The Wall Street Journal reported that General Electric is finalizing plans for a 50-50 joint venture with a Chinese military-jet maker to produce avionics, the electronic components of aircraft.
In a similar deal, General Motors established a joint venture this year with SAIC Motor Corp., its longtime Chinese partner, to produce and sell micro-vans in emerging markets including India and Southeast Asia.
“To make the GE deal happen, GE Chief Executive Jeffrey Immelt made an extraordinary concession, agreeing to fold into the venture all of GE’s existing world-wide business in nonmilitary avionics,” the Wall Street Journal wrote. “GM, in its deal, contributed technology, its manufacturing facilities in India and the use of its Chevrolet brand name in that market.”
Along with the joint ventures, the participating Chinese companies get the full benefit of U.S. technological advances, which the Chinese are then able to use in other non-related business applications.
Ultimately, the Chinese intend to have Chinese corporations, aided by cheap labor and abundant government financing, dominate the international business areas that China is today entering through 50-50 joint ventures with U.S. companies.
China leases oil rights in Texas
Last October, China announced the state-owned Chinese energy giant CNOOC is buying a multi-million dollar stake in 600,000 acres of South Texas oil and gas fields.
Reporting the story, Monica Hatcher of the Houston Chronicle suggested China was “testing the political waters for further energy expansion into U.S. energy reserves.”
That China is buying U.S. oil and natural gas rights in the continental United States will strike millions of Americans as paradoxical, especially since the U.S. continues to be a net importer of approximately 60 percent of the oil consumed in the United States.
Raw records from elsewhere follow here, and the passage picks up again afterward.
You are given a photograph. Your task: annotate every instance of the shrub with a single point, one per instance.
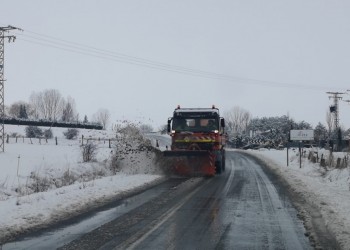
(71, 133)
(33, 132)
(89, 152)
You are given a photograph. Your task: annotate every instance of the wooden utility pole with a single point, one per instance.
(3, 31)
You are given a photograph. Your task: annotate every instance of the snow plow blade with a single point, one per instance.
(191, 162)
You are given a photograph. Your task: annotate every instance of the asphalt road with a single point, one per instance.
(240, 209)
(243, 208)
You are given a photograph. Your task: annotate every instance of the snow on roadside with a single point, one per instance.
(95, 182)
(328, 190)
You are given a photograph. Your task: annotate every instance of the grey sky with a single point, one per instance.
(277, 57)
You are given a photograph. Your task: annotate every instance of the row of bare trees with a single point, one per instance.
(51, 105)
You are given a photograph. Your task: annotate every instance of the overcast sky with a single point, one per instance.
(140, 59)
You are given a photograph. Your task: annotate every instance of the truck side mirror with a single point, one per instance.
(222, 120)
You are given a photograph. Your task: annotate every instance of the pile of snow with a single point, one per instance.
(42, 182)
(328, 188)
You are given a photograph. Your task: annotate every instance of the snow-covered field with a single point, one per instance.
(326, 188)
(72, 185)
(67, 184)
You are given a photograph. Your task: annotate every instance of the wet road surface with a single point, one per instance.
(240, 209)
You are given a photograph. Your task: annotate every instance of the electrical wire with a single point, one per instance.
(78, 48)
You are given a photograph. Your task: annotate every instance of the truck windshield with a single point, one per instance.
(195, 124)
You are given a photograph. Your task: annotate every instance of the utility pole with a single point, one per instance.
(10, 38)
(335, 108)
(336, 96)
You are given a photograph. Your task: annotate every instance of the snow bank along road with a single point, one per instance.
(244, 208)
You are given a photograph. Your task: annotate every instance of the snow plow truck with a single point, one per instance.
(197, 142)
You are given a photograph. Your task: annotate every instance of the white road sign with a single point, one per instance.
(302, 135)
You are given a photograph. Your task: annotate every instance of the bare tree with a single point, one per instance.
(47, 104)
(102, 116)
(237, 120)
(69, 110)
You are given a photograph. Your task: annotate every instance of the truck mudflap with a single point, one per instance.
(191, 162)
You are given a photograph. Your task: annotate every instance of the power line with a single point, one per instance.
(78, 48)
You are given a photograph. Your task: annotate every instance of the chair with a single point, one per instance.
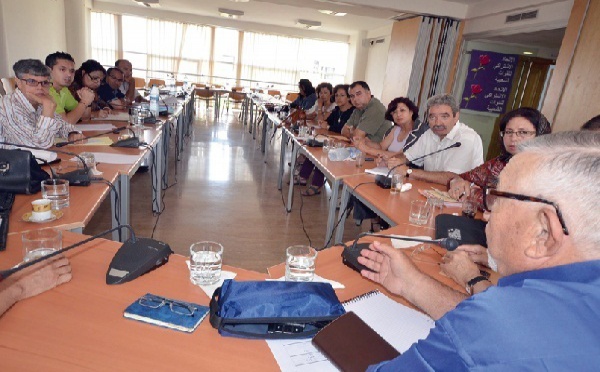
(291, 97)
(9, 84)
(139, 83)
(157, 82)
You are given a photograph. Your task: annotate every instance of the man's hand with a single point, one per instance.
(458, 266)
(86, 96)
(43, 276)
(459, 188)
(389, 267)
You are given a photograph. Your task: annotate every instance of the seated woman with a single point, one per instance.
(324, 105)
(334, 123)
(516, 126)
(307, 97)
(90, 75)
(406, 131)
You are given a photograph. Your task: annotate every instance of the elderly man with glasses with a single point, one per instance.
(544, 241)
(27, 116)
(109, 91)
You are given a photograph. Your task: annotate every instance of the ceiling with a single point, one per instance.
(361, 15)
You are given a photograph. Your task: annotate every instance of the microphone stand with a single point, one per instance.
(6, 273)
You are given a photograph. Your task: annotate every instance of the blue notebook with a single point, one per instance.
(165, 312)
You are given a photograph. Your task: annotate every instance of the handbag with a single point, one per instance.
(20, 173)
(273, 309)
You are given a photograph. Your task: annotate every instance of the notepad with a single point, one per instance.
(164, 316)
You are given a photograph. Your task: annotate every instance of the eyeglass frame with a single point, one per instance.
(43, 84)
(164, 301)
(518, 133)
(503, 194)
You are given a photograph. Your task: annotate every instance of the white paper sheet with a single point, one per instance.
(94, 127)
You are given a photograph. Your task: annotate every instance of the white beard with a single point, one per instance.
(491, 262)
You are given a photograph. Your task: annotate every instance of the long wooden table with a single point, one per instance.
(80, 325)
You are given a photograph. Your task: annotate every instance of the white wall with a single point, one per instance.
(377, 59)
(32, 29)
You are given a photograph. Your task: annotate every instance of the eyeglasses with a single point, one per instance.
(95, 78)
(117, 79)
(491, 195)
(35, 83)
(154, 302)
(519, 133)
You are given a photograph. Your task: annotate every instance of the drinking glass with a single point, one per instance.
(300, 263)
(57, 191)
(206, 261)
(38, 243)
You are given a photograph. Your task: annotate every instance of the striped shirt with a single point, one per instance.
(20, 123)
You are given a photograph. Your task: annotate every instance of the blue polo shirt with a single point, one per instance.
(542, 320)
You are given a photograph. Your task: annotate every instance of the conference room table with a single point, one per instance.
(80, 325)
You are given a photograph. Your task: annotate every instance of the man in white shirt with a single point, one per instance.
(27, 116)
(445, 130)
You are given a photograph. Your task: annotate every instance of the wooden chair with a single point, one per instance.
(158, 82)
(291, 96)
(139, 83)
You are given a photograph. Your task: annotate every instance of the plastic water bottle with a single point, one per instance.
(154, 97)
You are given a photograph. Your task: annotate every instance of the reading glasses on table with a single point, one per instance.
(154, 302)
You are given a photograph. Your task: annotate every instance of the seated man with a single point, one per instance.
(368, 119)
(33, 280)
(27, 116)
(128, 85)
(445, 130)
(62, 71)
(109, 91)
(543, 314)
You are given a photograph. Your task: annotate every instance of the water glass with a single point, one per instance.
(397, 182)
(359, 160)
(57, 191)
(300, 263)
(206, 260)
(419, 212)
(38, 243)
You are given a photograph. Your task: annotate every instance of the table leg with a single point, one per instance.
(339, 233)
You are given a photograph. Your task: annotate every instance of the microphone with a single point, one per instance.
(350, 254)
(79, 177)
(385, 182)
(114, 131)
(136, 256)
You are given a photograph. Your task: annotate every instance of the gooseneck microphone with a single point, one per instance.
(79, 177)
(385, 182)
(114, 131)
(351, 253)
(6, 273)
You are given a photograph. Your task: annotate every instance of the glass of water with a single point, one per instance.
(206, 260)
(57, 191)
(38, 243)
(300, 263)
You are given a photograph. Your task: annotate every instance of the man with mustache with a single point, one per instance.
(445, 130)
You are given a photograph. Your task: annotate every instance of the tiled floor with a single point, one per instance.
(227, 192)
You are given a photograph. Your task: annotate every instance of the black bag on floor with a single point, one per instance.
(20, 173)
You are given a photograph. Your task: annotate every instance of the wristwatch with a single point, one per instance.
(471, 283)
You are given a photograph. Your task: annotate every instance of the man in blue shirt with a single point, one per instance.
(543, 238)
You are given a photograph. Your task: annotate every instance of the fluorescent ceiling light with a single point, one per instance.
(305, 23)
(331, 12)
(230, 13)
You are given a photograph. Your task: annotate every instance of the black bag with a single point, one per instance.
(273, 309)
(20, 173)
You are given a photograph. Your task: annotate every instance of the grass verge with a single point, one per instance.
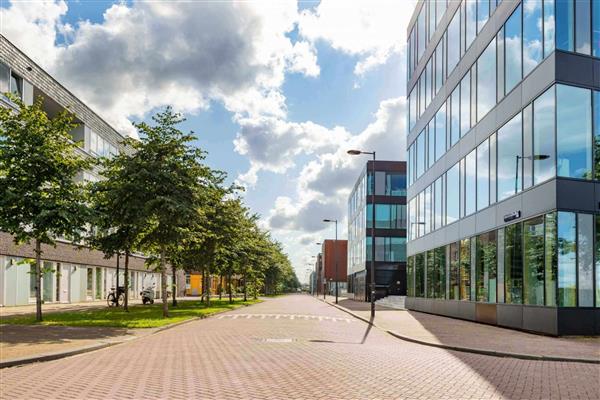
(139, 316)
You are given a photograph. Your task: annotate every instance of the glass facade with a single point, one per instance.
(546, 260)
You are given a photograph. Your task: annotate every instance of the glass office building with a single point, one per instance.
(504, 163)
(390, 231)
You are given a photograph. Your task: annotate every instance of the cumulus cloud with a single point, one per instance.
(371, 30)
(149, 54)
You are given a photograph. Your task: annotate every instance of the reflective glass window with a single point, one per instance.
(543, 137)
(452, 194)
(465, 269)
(548, 27)
(512, 47)
(453, 42)
(565, 21)
(483, 13)
(567, 259)
(440, 132)
(454, 271)
(585, 259)
(583, 27)
(470, 21)
(513, 264)
(486, 80)
(465, 104)
(483, 175)
(509, 155)
(533, 261)
(573, 132)
(532, 35)
(551, 260)
(596, 28)
(455, 116)
(470, 185)
(485, 268)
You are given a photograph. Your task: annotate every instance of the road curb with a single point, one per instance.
(86, 349)
(493, 353)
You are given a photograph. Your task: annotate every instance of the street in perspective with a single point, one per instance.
(300, 199)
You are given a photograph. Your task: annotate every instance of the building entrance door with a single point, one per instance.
(63, 293)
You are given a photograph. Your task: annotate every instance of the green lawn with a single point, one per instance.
(139, 316)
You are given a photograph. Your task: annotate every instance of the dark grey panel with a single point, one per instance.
(510, 315)
(575, 195)
(540, 319)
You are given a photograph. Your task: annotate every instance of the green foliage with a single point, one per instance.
(139, 316)
(39, 197)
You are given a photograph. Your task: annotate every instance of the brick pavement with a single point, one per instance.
(454, 332)
(278, 350)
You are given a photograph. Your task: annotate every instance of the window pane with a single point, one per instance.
(543, 137)
(513, 49)
(595, 28)
(453, 42)
(551, 260)
(430, 143)
(454, 117)
(440, 132)
(420, 154)
(486, 80)
(470, 171)
(471, 21)
(513, 264)
(565, 25)
(509, 151)
(585, 259)
(533, 261)
(527, 160)
(452, 194)
(486, 267)
(465, 269)
(573, 131)
(483, 12)
(454, 271)
(465, 104)
(567, 260)
(483, 175)
(532, 34)
(548, 27)
(583, 28)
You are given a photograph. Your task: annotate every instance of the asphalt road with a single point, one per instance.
(292, 347)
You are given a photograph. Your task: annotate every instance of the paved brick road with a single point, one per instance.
(281, 349)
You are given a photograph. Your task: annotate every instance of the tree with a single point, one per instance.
(166, 172)
(40, 199)
(115, 203)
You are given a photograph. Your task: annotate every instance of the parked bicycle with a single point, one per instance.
(116, 298)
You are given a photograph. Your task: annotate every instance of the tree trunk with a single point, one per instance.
(38, 280)
(245, 287)
(174, 285)
(229, 288)
(163, 283)
(126, 301)
(220, 287)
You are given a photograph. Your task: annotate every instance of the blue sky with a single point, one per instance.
(276, 92)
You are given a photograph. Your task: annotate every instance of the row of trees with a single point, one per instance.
(158, 197)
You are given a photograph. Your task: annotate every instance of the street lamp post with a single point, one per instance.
(355, 153)
(335, 257)
(535, 157)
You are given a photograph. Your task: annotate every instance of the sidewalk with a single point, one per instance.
(455, 334)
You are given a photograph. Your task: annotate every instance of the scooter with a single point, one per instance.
(148, 295)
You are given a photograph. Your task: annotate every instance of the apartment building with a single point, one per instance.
(69, 274)
(390, 231)
(504, 163)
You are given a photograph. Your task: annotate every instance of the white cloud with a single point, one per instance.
(150, 54)
(371, 30)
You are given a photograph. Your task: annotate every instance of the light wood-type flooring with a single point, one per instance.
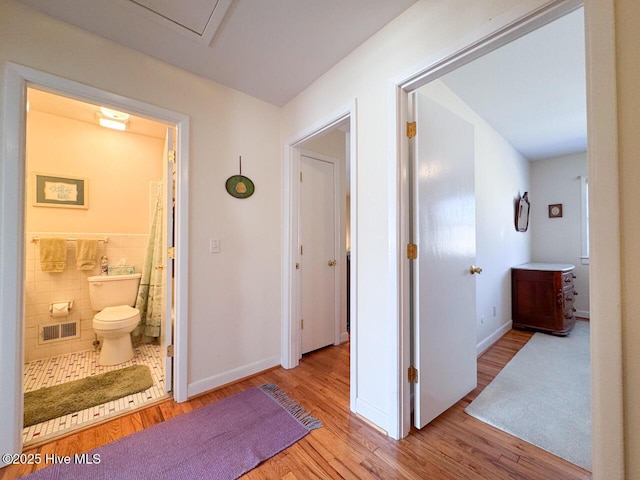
(454, 446)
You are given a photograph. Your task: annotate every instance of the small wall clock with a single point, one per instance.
(240, 186)
(555, 210)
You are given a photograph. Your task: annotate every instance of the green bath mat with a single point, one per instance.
(53, 402)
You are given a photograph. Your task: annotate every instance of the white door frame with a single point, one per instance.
(606, 338)
(340, 270)
(12, 198)
(290, 354)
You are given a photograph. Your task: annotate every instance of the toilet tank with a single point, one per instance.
(113, 290)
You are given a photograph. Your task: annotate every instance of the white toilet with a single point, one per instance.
(114, 297)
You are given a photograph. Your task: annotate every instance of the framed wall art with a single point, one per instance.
(56, 191)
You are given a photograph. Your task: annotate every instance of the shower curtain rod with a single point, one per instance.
(103, 239)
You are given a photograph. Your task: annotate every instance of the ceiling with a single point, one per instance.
(60, 106)
(533, 90)
(270, 49)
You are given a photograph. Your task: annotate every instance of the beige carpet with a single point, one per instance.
(543, 396)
The Houston Chronicle reported China paid $2.2 billion for a one-third stake in Chesapeake Energy assets, with CNOCC laying a claim to a share of the energy resources in South Texas that have the potential to produce up to half a million barrels of oil per day.
The Houston Chronicle reported that as part of this deal, CNOCC agreed to pay approximately $1.1 billion for a share of Chesapeake’s assets in the Eagle Ford, described as a broad oil and gas formation that runs from the southwest of San Antonio to the Mexican border.
The Houston Chronicle also reported that the deal with China could create as many as 20,000 jobs in the United States, as well as provide the capital Chesapeake needs to increase its rig count in South Texas from 10 rigs to 42 rigs by the end of 2012.
Five years ago, the Bush administration blocked China on grounds of national security concerns from a $18.4 billion deal in which China planned to purchase California-based Unocal Corp.
Today, China has the cash, U.S. corporations need the business and the Obama administration has no plans to reverse the debtor relationship in which China has become one of the U.S. government’s needed lenders.